The HIV epidemic among Romanian PWID continues to represent a major problem and HCV co-infection contributes to the worse prognostic within this specific risk population. This study clarifies and compares the patterns of spread and transmission of these two viruses in Romanian PWID, suggesting that a higher rate of transmission of HIV rather than HCV is associated with behavioral changes mainly following the availability of new types of injected drugs (‘legal highs’). While overlapping of HIV and HCV transmission chains is common, the estimated transmission of both viruses within a short time span is less common, with a rate of only 19.65% in this population, and largely associated with drug injection within the same penitentiary. Our results illustrate the need for better prevention policies in the PWID population, in particular and more urgently in the prison population, where an outbreak of simultaneous HIV and HCV transmissions seems to be occurring.

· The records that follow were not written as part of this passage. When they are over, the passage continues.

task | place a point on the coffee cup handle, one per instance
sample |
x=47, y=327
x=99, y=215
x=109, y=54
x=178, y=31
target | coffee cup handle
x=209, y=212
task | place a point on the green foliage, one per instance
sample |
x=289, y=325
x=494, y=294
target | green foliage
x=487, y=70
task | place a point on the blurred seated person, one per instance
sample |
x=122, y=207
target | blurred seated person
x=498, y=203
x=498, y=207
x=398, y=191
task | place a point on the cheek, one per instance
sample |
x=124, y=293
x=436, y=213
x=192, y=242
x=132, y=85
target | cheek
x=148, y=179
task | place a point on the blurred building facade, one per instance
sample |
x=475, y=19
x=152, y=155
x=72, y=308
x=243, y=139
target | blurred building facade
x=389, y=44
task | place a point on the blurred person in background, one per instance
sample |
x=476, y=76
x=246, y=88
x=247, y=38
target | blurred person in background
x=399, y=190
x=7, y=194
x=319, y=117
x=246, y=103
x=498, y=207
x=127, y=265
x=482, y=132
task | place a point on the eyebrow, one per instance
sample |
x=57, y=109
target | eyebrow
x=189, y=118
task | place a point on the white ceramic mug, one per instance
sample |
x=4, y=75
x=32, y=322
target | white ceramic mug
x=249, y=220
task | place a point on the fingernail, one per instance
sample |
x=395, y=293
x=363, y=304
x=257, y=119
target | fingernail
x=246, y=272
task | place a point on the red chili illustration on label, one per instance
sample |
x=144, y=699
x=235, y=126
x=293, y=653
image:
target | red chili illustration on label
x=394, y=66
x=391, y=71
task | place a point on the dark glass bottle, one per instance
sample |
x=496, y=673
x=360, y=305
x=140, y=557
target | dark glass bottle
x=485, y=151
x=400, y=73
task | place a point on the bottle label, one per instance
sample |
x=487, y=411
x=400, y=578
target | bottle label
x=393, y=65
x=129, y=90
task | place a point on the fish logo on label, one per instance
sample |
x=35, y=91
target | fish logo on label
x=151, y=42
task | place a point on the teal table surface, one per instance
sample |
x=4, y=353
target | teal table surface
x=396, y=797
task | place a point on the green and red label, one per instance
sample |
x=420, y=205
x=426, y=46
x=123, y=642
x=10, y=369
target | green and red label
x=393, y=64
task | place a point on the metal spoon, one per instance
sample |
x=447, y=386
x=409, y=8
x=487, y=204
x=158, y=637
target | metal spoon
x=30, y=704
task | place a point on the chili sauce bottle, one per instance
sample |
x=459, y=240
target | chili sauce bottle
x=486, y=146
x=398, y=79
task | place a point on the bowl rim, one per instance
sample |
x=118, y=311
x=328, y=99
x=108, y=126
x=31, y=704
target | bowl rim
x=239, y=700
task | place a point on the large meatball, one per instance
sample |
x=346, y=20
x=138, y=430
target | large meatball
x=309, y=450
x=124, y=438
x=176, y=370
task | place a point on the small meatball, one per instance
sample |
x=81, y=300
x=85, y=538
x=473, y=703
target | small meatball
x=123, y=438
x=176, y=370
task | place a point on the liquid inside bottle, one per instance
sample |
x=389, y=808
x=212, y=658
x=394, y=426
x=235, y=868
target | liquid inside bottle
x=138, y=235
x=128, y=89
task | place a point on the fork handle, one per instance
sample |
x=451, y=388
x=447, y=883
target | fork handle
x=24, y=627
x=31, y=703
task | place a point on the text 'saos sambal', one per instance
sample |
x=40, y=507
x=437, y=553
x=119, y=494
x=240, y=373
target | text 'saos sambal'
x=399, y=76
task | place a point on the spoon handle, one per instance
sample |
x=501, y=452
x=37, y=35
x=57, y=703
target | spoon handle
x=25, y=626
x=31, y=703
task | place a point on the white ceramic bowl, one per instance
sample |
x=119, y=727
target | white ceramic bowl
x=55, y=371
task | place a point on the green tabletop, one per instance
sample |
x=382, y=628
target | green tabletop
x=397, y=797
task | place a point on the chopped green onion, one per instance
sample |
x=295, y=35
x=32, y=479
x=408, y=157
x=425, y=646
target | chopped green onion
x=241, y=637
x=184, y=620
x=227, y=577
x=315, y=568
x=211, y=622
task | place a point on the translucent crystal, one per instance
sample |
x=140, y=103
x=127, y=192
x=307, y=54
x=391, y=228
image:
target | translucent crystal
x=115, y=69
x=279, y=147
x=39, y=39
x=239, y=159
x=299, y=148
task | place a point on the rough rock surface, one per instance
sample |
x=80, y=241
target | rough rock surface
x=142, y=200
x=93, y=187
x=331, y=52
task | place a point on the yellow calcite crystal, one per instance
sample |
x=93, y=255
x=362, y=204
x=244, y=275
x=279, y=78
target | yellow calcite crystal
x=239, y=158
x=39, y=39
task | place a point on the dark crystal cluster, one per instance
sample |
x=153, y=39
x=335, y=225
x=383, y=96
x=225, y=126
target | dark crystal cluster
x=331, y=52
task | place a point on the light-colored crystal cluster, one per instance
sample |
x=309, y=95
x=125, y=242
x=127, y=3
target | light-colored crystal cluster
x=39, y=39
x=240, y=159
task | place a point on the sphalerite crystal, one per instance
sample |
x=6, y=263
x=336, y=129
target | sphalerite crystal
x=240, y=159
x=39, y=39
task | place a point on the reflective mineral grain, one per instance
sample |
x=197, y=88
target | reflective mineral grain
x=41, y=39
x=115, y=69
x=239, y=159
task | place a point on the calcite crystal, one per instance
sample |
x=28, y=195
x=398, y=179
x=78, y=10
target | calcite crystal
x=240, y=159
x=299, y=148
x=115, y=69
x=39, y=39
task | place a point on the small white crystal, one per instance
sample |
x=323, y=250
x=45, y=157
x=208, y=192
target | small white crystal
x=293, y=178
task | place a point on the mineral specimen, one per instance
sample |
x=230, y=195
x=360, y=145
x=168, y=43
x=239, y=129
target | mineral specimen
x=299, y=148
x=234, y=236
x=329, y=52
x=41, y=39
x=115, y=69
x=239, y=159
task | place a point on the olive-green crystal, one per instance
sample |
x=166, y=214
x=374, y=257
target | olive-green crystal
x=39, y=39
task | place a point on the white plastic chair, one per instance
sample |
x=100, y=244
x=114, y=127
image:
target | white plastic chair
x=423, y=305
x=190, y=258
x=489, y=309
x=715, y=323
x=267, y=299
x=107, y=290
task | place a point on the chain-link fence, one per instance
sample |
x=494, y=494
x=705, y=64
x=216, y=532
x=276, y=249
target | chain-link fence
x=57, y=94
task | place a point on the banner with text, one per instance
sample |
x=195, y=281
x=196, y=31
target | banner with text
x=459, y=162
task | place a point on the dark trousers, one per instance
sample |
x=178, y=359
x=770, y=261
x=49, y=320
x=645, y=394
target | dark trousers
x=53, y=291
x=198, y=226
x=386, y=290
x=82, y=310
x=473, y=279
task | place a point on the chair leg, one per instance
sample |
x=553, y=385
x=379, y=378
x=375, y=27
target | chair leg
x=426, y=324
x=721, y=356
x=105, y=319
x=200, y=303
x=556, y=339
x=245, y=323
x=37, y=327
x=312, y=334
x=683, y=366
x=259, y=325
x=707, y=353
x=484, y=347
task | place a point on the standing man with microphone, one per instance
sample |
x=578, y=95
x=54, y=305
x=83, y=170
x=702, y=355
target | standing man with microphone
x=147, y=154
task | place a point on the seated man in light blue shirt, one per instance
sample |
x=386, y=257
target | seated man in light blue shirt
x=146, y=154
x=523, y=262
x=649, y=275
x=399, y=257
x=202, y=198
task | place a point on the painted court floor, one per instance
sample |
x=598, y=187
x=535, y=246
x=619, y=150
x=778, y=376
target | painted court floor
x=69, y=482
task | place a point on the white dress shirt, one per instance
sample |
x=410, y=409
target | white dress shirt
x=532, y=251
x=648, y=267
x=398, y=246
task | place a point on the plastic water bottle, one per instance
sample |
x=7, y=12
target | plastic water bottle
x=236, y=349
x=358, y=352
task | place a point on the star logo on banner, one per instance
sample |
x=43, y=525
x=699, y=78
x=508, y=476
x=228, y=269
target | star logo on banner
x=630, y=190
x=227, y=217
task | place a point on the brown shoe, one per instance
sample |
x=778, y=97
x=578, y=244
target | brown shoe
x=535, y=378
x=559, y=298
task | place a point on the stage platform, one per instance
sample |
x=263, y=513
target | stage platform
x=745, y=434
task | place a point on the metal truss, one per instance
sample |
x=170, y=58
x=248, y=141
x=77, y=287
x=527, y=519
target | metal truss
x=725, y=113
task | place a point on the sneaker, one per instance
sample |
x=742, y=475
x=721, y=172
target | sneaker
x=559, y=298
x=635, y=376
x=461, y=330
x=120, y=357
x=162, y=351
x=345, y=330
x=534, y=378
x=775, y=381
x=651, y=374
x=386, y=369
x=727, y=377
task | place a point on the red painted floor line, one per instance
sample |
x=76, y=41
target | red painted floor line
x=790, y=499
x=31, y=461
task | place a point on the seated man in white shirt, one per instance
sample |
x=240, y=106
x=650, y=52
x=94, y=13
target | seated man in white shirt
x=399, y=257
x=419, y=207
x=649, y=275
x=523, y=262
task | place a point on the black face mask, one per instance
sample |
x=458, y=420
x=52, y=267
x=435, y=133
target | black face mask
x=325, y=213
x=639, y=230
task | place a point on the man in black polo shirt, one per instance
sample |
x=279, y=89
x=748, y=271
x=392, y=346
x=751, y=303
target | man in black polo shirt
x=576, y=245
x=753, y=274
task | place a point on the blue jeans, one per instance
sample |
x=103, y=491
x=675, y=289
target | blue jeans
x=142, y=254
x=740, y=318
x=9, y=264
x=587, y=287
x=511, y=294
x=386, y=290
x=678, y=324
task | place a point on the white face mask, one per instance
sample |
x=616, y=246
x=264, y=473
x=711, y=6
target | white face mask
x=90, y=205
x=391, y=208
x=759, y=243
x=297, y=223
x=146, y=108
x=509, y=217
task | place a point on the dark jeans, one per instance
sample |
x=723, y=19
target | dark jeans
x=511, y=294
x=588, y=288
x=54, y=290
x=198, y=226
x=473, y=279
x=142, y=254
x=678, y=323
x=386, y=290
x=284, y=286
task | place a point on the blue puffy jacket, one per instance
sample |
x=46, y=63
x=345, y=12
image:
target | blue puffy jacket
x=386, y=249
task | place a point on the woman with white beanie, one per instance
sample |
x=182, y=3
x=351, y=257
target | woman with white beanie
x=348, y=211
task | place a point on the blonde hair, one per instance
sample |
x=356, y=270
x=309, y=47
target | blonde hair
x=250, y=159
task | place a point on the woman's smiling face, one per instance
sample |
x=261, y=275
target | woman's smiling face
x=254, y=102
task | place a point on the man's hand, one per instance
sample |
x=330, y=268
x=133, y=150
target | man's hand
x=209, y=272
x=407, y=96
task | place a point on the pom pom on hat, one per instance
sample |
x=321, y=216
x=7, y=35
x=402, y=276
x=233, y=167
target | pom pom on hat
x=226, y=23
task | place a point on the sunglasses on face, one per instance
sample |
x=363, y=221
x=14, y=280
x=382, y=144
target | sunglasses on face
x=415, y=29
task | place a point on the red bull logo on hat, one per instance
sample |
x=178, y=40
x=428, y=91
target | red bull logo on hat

One limitation of the study is that the inmate population is overrepresented in the PWID so that extrapolation to the general population should be cautious. It should be though noted that, within this rather small group, no significant clinical or epidemiologic differences were noted according to the inprison vs. outprison status.
86 HIV nucleotide sequences reported in this paper were newly deposited in GenBank and have the following accession numbers: KX158994—KX159079. The remaining 31 HIV sequences were previously published in Genbank  and have the following accession numbers: KJ194665, KJ194822, KJ194819, KJ194811, KJ194662, KJ194666, KJ194821, KJ194824, KJ194733, KJ194816, KJ194818, KJ194826, KJ194668, KJ194817, KJ194823, KJ194669, KJ194808, KJ194664, KJ194663, KJ194810, KJ194820, KJ194813, KJ194809, KJ194828, KJ194807, KJ194806, KJ194827, KJ194815, KJ194825, KJ194805, KJ194672.
HCV nucleotide sequences used in this analysis were recently deposited in Genbank. HCV-NS5b sequences were deposited with the following accession numbers: KX158877—KX158993. Accession numbers for HCV–NS3 nucleotide sequences corresponding to PWID are: KX159080—KX159189 and for the monoinfected patients (control group) are: KX159190—KX159224.
This study was presented in part as oral presentation at the HIV Virology workshop: Recent advances in Molecular Methods, 11–12 June 2015, Athens.